The crux of UAE disgruntlement over Oman’s role in Yemen is that it continues to remain an enduring force recognized by Yemen’s parties as a true neutral and, among many factions, the preferred mediator. Muscat has respected Riyadh’s assertion that it oversees the political process and harbors the internationally-recognized government. Yet, it is likely that Oman will facilitate the required negotiations with Tehran and the Houthis, ensuring its relevance in spite of Abu Dhabi’s frustrations.
The UAE’s Growing Influence
Irrespective of whether the Arab News article truly reflects the stance of UAE policymakers, the reality is that as normalization gathers pace, Abu Dhabi is increasingly keen to wield its new relationship with Israel to amplify its standing and influence in the region and assert itself on its neighbors with US backing. The question is to what extent the UAE truly believes that Washington and Tel Aviv will buy into Abu Dhabi’s vision for the region. Tel Aviv still believes it needs Qatar to liaise with the Palestinian factions. Washington still leans on Oman to communicate with Iran and manage the volatile shipping routes and security on the Hormuz Strait.
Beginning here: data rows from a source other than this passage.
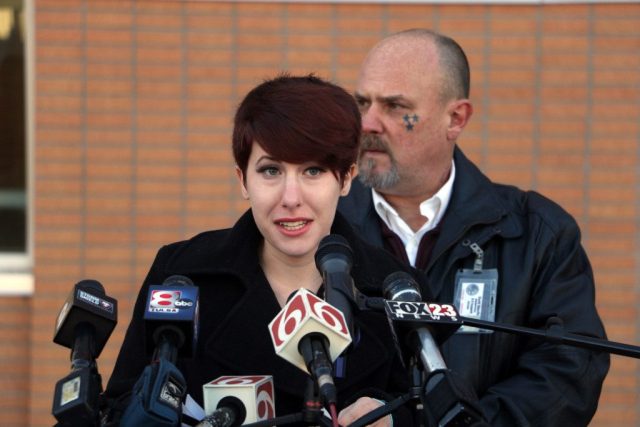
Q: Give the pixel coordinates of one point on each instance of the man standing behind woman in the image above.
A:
(499, 253)
(295, 144)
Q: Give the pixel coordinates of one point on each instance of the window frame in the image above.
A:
(16, 268)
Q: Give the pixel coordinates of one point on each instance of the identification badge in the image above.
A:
(475, 296)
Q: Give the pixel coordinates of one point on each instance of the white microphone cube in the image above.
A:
(303, 314)
(254, 391)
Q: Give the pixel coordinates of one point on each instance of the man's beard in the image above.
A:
(366, 167)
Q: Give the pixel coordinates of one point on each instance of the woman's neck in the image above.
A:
(286, 276)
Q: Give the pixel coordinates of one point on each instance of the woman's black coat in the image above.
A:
(236, 305)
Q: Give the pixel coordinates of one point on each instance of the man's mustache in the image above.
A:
(373, 142)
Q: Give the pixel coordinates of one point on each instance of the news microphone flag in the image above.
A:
(306, 314)
(172, 305)
(255, 392)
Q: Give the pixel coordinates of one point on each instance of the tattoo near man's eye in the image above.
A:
(410, 121)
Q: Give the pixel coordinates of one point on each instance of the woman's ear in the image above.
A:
(243, 186)
(348, 179)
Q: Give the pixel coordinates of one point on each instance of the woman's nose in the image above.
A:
(292, 194)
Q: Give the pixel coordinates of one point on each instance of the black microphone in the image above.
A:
(334, 260)
(447, 399)
(171, 319)
(84, 325)
(310, 333)
(171, 329)
(400, 286)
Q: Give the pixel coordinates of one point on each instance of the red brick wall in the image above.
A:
(133, 110)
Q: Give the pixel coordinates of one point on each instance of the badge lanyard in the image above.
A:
(475, 291)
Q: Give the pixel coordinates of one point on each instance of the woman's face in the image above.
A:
(293, 204)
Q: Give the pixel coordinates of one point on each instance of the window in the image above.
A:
(14, 209)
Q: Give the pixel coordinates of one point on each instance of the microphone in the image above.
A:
(311, 334)
(171, 330)
(236, 400)
(404, 307)
(171, 318)
(447, 399)
(84, 325)
(334, 260)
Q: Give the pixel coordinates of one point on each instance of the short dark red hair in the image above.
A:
(298, 120)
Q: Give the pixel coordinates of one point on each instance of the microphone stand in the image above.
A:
(311, 415)
(554, 332)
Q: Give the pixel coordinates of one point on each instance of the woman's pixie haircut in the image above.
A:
(299, 120)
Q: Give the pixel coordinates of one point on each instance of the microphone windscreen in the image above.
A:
(87, 303)
(400, 286)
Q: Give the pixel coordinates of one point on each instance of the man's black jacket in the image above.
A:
(543, 272)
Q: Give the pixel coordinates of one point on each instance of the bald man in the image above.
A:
(498, 253)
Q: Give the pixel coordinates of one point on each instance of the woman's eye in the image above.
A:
(315, 171)
(269, 171)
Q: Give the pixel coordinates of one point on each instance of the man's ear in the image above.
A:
(348, 179)
(243, 186)
(460, 112)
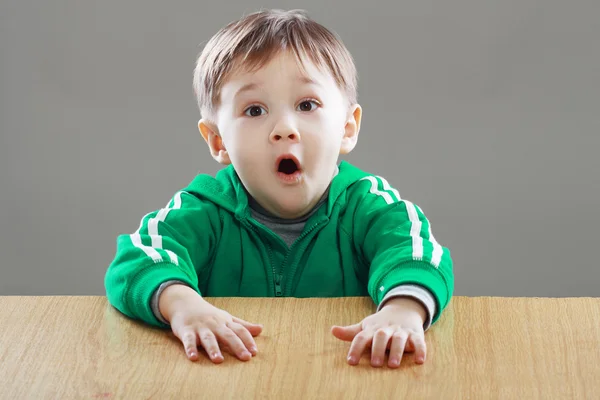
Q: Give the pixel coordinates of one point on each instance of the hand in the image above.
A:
(196, 322)
(398, 326)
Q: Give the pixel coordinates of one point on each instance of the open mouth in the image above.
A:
(288, 165)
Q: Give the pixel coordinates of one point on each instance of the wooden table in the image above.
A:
(509, 348)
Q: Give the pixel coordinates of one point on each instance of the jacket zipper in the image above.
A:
(295, 265)
(277, 278)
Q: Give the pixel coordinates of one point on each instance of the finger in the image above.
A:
(346, 333)
(380, 341)
(228, 337)
(254, 329)
(399, 339)
(245, 336)
(357, 348)
(210, 344)
(189, 341)
(418, 342)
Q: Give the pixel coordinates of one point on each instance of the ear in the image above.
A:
(210, 133)
(351, 129)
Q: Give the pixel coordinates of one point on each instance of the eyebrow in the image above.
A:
(252, 86)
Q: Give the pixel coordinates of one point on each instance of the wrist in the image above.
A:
(407, 304)
(173, 297)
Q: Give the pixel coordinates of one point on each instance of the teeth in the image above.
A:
(287, 166)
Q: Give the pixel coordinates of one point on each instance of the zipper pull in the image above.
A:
(278, 290)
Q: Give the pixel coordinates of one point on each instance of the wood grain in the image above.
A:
(484, 347)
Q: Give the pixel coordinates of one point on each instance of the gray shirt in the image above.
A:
(289, 230)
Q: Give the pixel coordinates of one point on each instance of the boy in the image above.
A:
(277, 95)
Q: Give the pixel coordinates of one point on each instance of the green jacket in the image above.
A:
(364, 240)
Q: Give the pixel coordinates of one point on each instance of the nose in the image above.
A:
(284, 129)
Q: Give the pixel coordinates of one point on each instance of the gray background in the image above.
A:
(484, 113)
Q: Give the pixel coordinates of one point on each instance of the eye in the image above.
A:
(307, 105)
(254, 111)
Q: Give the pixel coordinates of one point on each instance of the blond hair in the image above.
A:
(254, 39)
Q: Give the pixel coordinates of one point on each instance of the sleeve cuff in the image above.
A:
(418, 293)
(144, 285)
(156, 296)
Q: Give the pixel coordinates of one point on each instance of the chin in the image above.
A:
(292, 209)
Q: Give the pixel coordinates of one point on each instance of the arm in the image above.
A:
(174, 243)
(395, 239)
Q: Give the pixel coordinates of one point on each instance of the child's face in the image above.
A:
(275, 113)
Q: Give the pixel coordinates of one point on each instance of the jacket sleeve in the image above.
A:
(174, 243)
(395, 239)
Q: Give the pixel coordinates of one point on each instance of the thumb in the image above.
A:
(254, 329)
(346, 333)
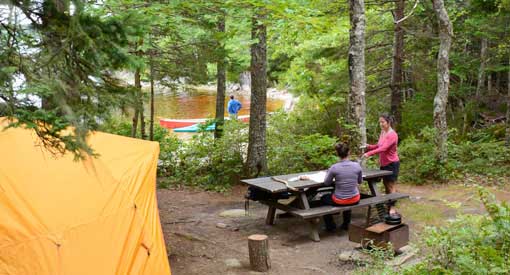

The UAE is ill-equipped to supplant either on these issues which are of paramount importance to Washington.
As it grows in power and influence and begins to operate in the open, the UAE will need to deal with a very different set of dynamics.
Moreover, the UAE’s rise has been facilitated by its operating in the shadow of Saudi Arabia. As it grows in power and influence and begins to operate in the open, the UAE will need to deal with a very different set of dynamics. It may well find that Riyadh and Cairo do not take kindly to being “led,” and that popular opinion generally does not side with authoritarian regimes that deploy their resources to impose authoritarian regimes elsewhere, be it in Libya, Syria, or Yemen.
Oman for the time being is insulated from UAE pressure. For all of the UAE’s foreign policy in Yemen, the conflict shows no signs of abating and the Southerners that Abu Dhabi is gambling on remain deeply divided over UAE backing for the Southern Transitional Council. Muscat has alternatives to its neighbors should it require financial assistance and Washington is keen to explore measures to ease the economic pressure on Oman.
Lastly, Sultan Haitham appears set on maintaining the policy of neutrality of his predecessor, the late Sultan Qaboos. Muscat has no desire to become embroiled in the never-ending regional chaos and continues to leverage its neutrality effectively to remain relevant and independent enough that it does not need to bow to the demands of any external influence.